India’s nuclear warhead delivery system is far advanced than Pakistan’s. With the deployment of Agni V, which has a range of 5000+ kms., India can hit targets in China also. .According to one expert: “If India and Pakistan fought a war detonating 100 nuclear warheads (around half of their combined arsenal), each equivalent to a 15-kiloton Hiroshima bomb, more than 21 million people will be directly killed, about half the world’s protective ozone layer would be destroyed, and a ‘nuclear winter’ would cripple the monsoons and agriculture worldwide.”

Nuclear weapons are meant to be deterrent weapons, rather than strategic or tactical weapons. The message to the enemy is: “You have the nuke, so have I, so don’t ever think of using them against us.” The object is to strike, what an American general once said, “a balance of terror”. In today’s world it would be sheer madness for any country to think in terms of destroying its enemy by using nuclear weapons.

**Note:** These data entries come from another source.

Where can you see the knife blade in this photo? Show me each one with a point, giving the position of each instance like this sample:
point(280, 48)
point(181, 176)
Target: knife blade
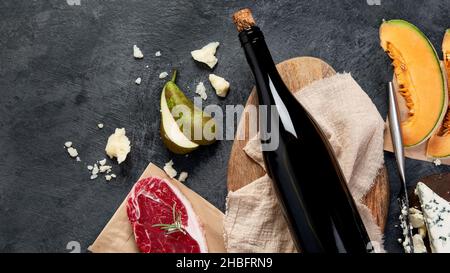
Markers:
point(397, 142)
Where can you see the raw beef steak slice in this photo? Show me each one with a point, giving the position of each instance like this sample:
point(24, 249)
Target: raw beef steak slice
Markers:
point(163, 219)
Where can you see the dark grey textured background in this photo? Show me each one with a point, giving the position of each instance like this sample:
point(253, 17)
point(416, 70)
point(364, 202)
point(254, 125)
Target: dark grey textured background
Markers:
point(65, 68)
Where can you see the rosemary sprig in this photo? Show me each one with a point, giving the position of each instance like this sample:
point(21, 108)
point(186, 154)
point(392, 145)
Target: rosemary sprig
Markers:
point(176, 226)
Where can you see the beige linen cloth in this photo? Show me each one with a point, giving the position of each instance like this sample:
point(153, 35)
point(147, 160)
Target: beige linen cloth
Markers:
point(253, 220)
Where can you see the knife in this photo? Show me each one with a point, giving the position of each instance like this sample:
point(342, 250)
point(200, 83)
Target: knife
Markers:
point(397, 142)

Nuclear wars leave no victor or vanquished. It leaves only death and destruction all around on an unimaginable scale. Pakistan knows this full well. For all its nuclear rodomontade, it will never do something which it knows will wipe it out from the face of the Earth. As a country which is far stronger than Pakistan militarily, economically and industrially, India should refuse to be provoked by Pakistan’s nuclear shadow-boxing but ignore it with the contempt it deserves.